GLENCORE raised the prospect it could extend a share buy-back programme beyond the targeted $1bn as there weren’t any promising merger and acquisition (M&A) opportunities.
Responding to analyst questions following its interim results announcement earlier on Wednesday, the Swiss-headquartered group also said a subpoena by the US Department of Justice (DoJ) would not affect either its lending costs, nor its approach to investment in any of the countries where its business activities may be investigated.
Said Ivan Glasenberg, CEO of Glencore, on the issue of share buy-backs: “We will continue to look at M&A opportunistically provided we get the right returns. There aren’t massive opportunities out there and we’ve not seen anything on the horizon at the moment. Potentially the best thing we could do now is return money to shareholders or, through share buy-backs”.
“That will provide best returns,” he said.
Glencore has investment criteria of 15% internal rate of return for M&A, and its approach has always been opportunistic, Glasenberg said. The group has been involved in several M&A transactions lately in which it paid $1.3bn in cash as part of the consideration for a 49% stake in the Hunter Valley Operations of Yancoal, as well as the $1.7bn acquisition of Hail Creek, formerly owned by Anglo-Australian group, Rio Tinto.
Said Steve Kalmin, Glencore CFO: “I want to see how the world looks over the next month or two before making any decisions. But we don’t have to wait until February. We may have an opportunity to say more [about shareholder returns] in November/December.”
Glencore normally provides a market update at this time detailing capital expenditure plans as well as changes to its reserves and resources numbers. Kalmin later added in a call with media that he could even decide to “top up” the share buy-back in the fourth quarter.
The absence of any additional returns beyond the $1.4bn dividend payment due in September – and the $1bn share buy-back – disappointed some analysts especially given that net debt was reined in to $9bn, better than the $9.5bn consensus. In a note titled “Please Sir, I want more” by Investec Securities, the bank said Glencore’s recent M&A activity may be behind its reticence to increase shareholder payouts. Investec nonetheless kept “a positive outlook” on the stock.
RBC Capital Markets said that although there was no “big bang” in respect of Glencore’s interim results presentation, it noted that the company was trading at a substantial discount to its peers on a free cash yield basis with a strong balance sheet. “This should open up more compelling opportunities for buybacks into 2019 or other options to compress this valuation disconnect,” the bank said.

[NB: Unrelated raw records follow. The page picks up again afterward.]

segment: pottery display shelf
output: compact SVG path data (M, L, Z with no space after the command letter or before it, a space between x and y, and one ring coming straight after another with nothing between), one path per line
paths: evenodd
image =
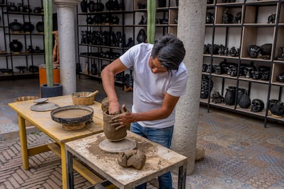
M71 95L48 98L48 101L60 107L73 105ZM94 112L93 122L86 125L84 128L77 131L64 130L60 123L51 119L50 111L36 112L31 110L30 108L34 104L34 100L14 102L8 104L18 114L23 169L29 169L29 155L34 155L51 150L61 158L62 188L66 189L67 188L67 172L65 161L65 143L103 131L103 114L101 103L94 101L94 104L89 105L93 109ZM54 140L55 142L28 147L25 120L29 121L40 131ZM74 161L74 168L92 184L102 181L100 177L87 170L78 161Z

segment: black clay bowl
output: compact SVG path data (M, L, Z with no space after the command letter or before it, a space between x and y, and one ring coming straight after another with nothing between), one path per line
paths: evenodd
M71 127L84 126L87 121L92 119L93 110L86 105L67 105L55 109L50 114L51 119L61 123L63 128L65 127L68 129L75 130Z

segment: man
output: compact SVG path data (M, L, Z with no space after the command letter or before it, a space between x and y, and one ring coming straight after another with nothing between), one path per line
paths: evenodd
M112 125L131 123L131 131L169 148L175 107L186 92L188 73L182 62L185 55L182 42L173 34L167 34L154 45L143 42L132 47L104 68L102 79L110 114L118 114L121 110L115 90L115 75L130 68L134 72L132 113L115 116ZM160 188L171 188L169 172L158 177L158 180ZM145 186L143 184L137 188Z

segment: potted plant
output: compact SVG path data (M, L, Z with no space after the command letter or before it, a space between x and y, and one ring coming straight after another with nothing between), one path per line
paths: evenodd
M47 84L40 86L41 97L62 95L61 84L54 83L52 1L43 0L45 53Z
M156 1L147 1L147 38L149 43L155 42Z

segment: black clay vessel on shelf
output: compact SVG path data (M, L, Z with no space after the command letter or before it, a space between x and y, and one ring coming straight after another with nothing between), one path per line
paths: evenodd
M20 53L23 49L23 45L18 40L12 40L9 45L10 49L13 53Z
M166 5L166 3L167 3L166 0L158 0L158 7L164 8Z
M104 5L102 3L95 3L94 4L94 10L97 12L102 12L104 9Z
M138 43L145 42L146 41L146 32L143 29L140 29L137 40Z
M22 30L22 24L18 23L17 19L14 19L14 22L10 23L9 27L13 33L21 33Z
M257 58L260 53L260 47L255 45L248 46L248 53L250 58Z
M17 10L18 10L18 8L15 5L15 3L10 2L10 5L8 6L8 11L16 12Z
M252 108L250 111L252 112L259 112L263 110L264 109L264 103L262 100L255 99L252 101Z
M38 32L43 33L45 32L43 22L38 22L36 25L36 28Z
M225 97L224 97L224 102L226 105L233 105L235 104L235 97L236 90L235 88L226 88Z
M88 2L86 0L82 0L80 4L82 12L88 12Z
M239 107L241 108L248 108L250 105L250 99L248 92L245 92L239 99Z
M95 1L90 0L88 3L88 11L91 12L95 12Z
M22 29L25 33L31 33L34 29L34 25L30 22L25 22L22 25Z

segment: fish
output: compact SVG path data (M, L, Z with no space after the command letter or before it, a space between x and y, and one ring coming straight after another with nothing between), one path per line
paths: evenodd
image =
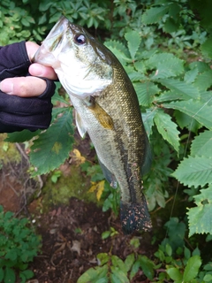
M136 92L118 59L62 16L33 61L54 68L74 107L80 134L88 134L105 179L119 187L124 233L150 230L142 176L151 165L151 149Z

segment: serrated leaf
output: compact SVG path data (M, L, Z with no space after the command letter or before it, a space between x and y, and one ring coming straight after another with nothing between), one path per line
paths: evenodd
M186 73L184 80L186 81L187 83L192 83L195 80L197 75L198 75L198 68L196 67Z
M130 283L126 274L119 268L111 266L110 282L111 283Z
M194 233L212 234L212 186L201 189L201 194L194 195L197 207L188 210L189 237Z
M35 132L31 132L29 130L23 130L21 132L14 132L7 134L5 142L24 142L26 141L31 140L33 137L38 135L41 130Z
M133 253L130 254L126 256L125 261L125 268L126 268L127 272L131 270L131 268L134 263L134 260L135 260L135 256L134 256Z
M108 283L109 279L107 278L107 264L103 266L96 266L95 268L90 268L79 278L77 283L96 283L100 282L98 281L100 279L102 279L101 283Z
M190 257L184 272L183 282L190 282L193 279L197 276L201 265L201 259L200 256Z
M179 148L179 132L177 129L177 124L171 120L169 114L166 114L161 109L157 111L154 121L163 138L170 142L178 152Z
M208 158L212 157L212 153L208 149L212 148L212 132L205 131L200 135L195 136L191 146L191 155L193 157L205 156Z
M163 103L163 107L178 109L178 111L195 119L200 124L212 129L212 107L203 103L201 101L187 100Z
M142 106L149 106L154 100L154 96L160 92L160 88L151 81L135 82L133 87L138 96L140 105Z
M154 118L156 114L157 108L147 109L145 113L142 113L142 119L145 126L146 133L149 137L152 134L152 127L154 125Z
M212 70L200 73L193 85L201 91L207 90L212 85Z
M174 111L174 117L181 129L186 127L189 131L196 134L197 130L201 127L194 119L178 110Z
M146 25L157 23L169 11L169 5L151 7L142 15L142 22Z
M168 268L166 272L170 275L170 279L174 280L174 282L182 282L183 275L180 273L179 270L176 267Z
M201 46L201 52L210 58L212 58L211 45L212 45L212 37L209 37Z
M2 282L4 277L4 271L2 267L0 267L0 282Z
M125 38L127 41L127 46L132 60L135 58L135 54L139 50L141 42L141 37L139 32L131 30L125 34Z
M4 272L5 272L5 274L4 274L4 281L5 283L9 283L9 282L10 283L15 283L16 276L15 276L14 271L11 268L6 266Z
M165 33L174 33L177 32L179 28L179 22L176 22L176 20L172 18L169 18L166 19L164 26L163 27L163 30Z
M173 93L180 95L181 99L198 99L200 98L199 89L192 84L177 79L160 79L158 82L170 88Z
M150 69L156 69L153 80L165 79L179 75L184 72L184 61L171 53L156 53L147 60Z
M148 259L146 256L140 256L139 261L144 274L148 277L148 279L152 280L154 278L155 264L150 259Z
M119 258L117 256L113 255L111 256L111 262L114 267L122 271L125 274L127 274L125 264L121 258Z
M180 183L195 187L212 183L212 158L189 157L184 158L172 173Z
M30 152L30 161L37 168L34 175L44 174L64 163L72 149L72 111L65 108L63 116L34 141Z
M132 61L127 49L122 43L110 41L104 42L104 45L117 57L123 65L125 65L126 62Z

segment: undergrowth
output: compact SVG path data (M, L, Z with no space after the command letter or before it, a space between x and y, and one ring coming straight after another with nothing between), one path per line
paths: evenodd
M130 282L139 270L151 282L212 282L211 262L202 261L198 240L190 244L195 234L206 234L205 243L212 234L210 2L42 0L35 4L13 0L0 5L1 44L23 38L42 41L61 14L88 27L99 38L103 33L104 44L132 81L150 140L153 164L144 176L148 209L165 210L177 193L187 201L183 218L168 212L168 237L153 258L136 253L125 259L110 251L100 254L99 265L88 270L79 282L116 282L117 278ZM57 90L60 87L57 83ZM57 169L72 149L72 109L66 97L57 94L55 105L57 101L66 107L54 107L48 130L24 131L7 138L18 142L34 138L30 151L36 168L34 176ZM117 191L110 187L97 164L83 166L92 177L91 191L103 201L103 210L111 209L117 215ZM106 234L116 237L112 231Z

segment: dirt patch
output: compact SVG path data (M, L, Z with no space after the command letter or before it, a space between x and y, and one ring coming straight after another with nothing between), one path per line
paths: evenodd
M77 144L79 150L94 162L95 155L89 142L83 140L81 142ZM138 254L150 256L154 253L150 244L151 233L124 235L119 218L115 218L110 211L102 212L102 208L94 203L72 197L67 204L51 205L45 212L45 191L42 191L39 198L29 203L29 196L42 187L42 181L45 184L47 178L44 176L42 180L30 179L27 156L23 147L19 150L20 161L10 161L0 170L0 204L4 210L14 211L18 216L21 214L35 221L37 232L42 236L42 253L29 266L34 272L30 283L75 283L87 269L97 265L99 253L111 253L125 260L134 251L130 241L135 235L140 241L136 250ZM72 158L71 154L70 160L60 168L67 178L72 177L72 166L74 165ZM88 183L86 185L87 190ZM117 234L102 240L102 233L110 226ZM148 280L140 272L132 280L132 283L137 282Z
M69 206L57 207L45 215L38 214L34 219L42 236L42 254L31 264L38 282L77 282L88 268L97 265L99 253L110 252L125 260L133 251L130 240L134 235L124 235L119 218L112 219L110 212L102 212L93 203L72 198ZM102 233L110 226L118 234L102 240ZM137 252L149 256L152 252L149 240L139 233L137 236L141 242ZM137 274L132 282L148 281L142 274Z

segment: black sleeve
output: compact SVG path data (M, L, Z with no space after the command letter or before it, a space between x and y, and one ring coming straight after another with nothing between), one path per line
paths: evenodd
M25 42L0 47L0 80L29 75L30 64ZM47 88L40 96L19 97L0 91L0 133L35 131L49 126L55 84L51 80L42 79Z

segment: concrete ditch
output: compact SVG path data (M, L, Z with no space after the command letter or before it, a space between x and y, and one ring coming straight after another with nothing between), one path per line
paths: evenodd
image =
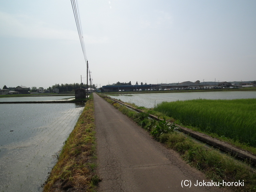
M104 96L110 99L126 106L139 113L143 112L143 111L136 109L133 107L124 103L119 100L113 99L108 96ZM150 114L150 118L156 120L161 120L157 117ZM245 150L233 146L226 142L220 141L217 139L213 138L205 134L193 131L188 128L182 127L176 125L179 127L180 132L190 135L192 138L206 143L213 147L219 149L220 150L226 153L230 153L232 156L240 160L248 160L254 166L256 166L256 156Z

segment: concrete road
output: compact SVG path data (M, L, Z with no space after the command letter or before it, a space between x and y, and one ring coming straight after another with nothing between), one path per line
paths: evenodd
M95 93L94 97L97 171L102 178L98 191L224 191L195 186L211 181Z

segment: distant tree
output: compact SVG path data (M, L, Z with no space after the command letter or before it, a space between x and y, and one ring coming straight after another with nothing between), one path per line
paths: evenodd
M36 87L32 87L31 88L32 92L36 92L36 90L37 90L37 89L36 88Z

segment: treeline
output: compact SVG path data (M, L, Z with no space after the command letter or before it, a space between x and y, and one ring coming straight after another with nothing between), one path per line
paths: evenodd
M87 87L86 84L84 84L82 83L82 88L84 89L86 89ZM96 89L96 86L95 84L93 84L91 86L92 88L94 89ZM52 90L55 88L57 88L59 89L59 92L74 92L75 90L76 89L78 89L81 87L81 84L79 83L71 83L70 84L68 84L67 83L63 84L55 84L55 85L53 85L51 87L49 87L48 88L44 88L43 87L39 87L38 88L42 89L43 90L45 91L46 90L49 90L50 92L52 92ZM91 87L90 85L88 85L88 88L90 88ZM3 89L8 89L10 91L15 91L15 87L10 87L8 88L6 86L4 86L3 88ZM31 92L36 92L38 89L36 87L32 87L31 88L28 88L29 90Z
M116 83L114 84L114 85L132 85L132 83L131 81L128 83L120 83L119 81L117 82Z
M138 81L136 82L136 84L138 84ZM145 84L147 85L147 83L146 83ZM143 83L142 82L140 83L140 85L143 85ZM113 85L132 85L132 83L131 82L131 81L130 81L130 82L128 83L120 83L118 81L116 83L113 84Z

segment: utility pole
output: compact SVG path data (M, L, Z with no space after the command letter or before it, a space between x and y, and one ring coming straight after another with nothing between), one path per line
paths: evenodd
M88 60L87 60L87 85L86 85L86 98L88 98Z

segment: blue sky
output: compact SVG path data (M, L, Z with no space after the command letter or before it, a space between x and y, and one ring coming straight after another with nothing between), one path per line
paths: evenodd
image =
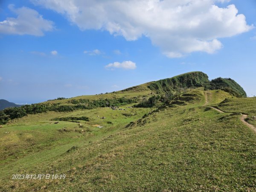
M256 95L256 2L176 1L1 1L0 99L35 103L194 71Z

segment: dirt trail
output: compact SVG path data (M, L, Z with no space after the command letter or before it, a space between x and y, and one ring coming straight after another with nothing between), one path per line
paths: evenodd
M211 94L211 93L209 93L208 92L204 92L204 96L205 96L205 103L203 106L207 106L207 105L209 103L209 101L208 97L210 97L210 94ZM210 107L210 108L212 108L212 109L213 109L217 111L218 111L219 113L225 113L224 111L222 111L221 110L220 110L218 109L217 109L217 108L215 108L214 107L212 107L211 106L208 106L207 107ZM240 118L240 120L241 120L241 121L243 123L244 123L244 125L246 125L248 127L250 127L254 131L256 132L256 127L254 127L252 125L250 124L250 123L249 123L248 122L247 122L245 120L245 119L246 118L247 118L247 117L248 117L247 115L245 115L244 114L242 114L241 117Z
M256 127L254 127L252 124L250 124L250 123L249 123L248 122L247 122L245 120L245 119L247 117L248 117L248 115L244 115L244 114L243 114L242 115L242 116L241 116L241 118L240 118L240 119L241 120L241 121L242 121L242 122L243 122L244 124L245 124L247 126L248 126L249 127L250 127L250 128L252 129L254 131L256 132Z

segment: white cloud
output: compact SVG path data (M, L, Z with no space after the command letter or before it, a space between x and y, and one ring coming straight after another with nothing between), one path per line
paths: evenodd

Commenting on its attitude towards further investment in the DRC in particular, given its potential role in a possible DoJ investigation, and the change in Mining Code which will see Glencore pay higher royalties, Glasenberg said the group would proceed cautiously.
The call for papers by the DoJ would have “no effect” on Glencore’s marketing business, or finance that would be available for marketing. “We will assess the risk carefully about going into DRC” or countries related to the DoJ subpoena, said Glasenberg. “We will do so as long as we do it correctly,” he said.
The status quo in respect of an agreement to resume royalty payments to controversial mining magnate, Dan Gertler, would also be maintained despite the DoJ call for papers and reports. Beyond this, Glasenberg said the group was reluctant to comment. Glasenberg was particularly reticent to comment when asked by media as to the fitness of certain individuals regarding their appointment to the special board committee which was appointed to tackle the relationship with the DoJ.
In respect of changes to the Mining Code promulgated by the DRC, the key short-term risk was paying a royalty on 3.5% of revenue generated in the country which compares to the previous royalty of 2.5% on net income as contained in the 2002 Mining Code. Glasenberg said Glencore was paying the new royalty rate “under protest” whilst assessing its options.
These could include a negotiated agreement on “a give-and-take” basis with the DRC government led by Joseph Kabila, or see Glencore resort to the legal route, most likely with “industry” as a number of other companies operating in the DRC such as AngloGold Ashanti, and Randgold Resources were similarly affected by the Mining Code changes. The imposition of a super profits tax which is also contained in the new Mining Code was too complex to anticipate at this stage, said Kalmin in response to analyst questions.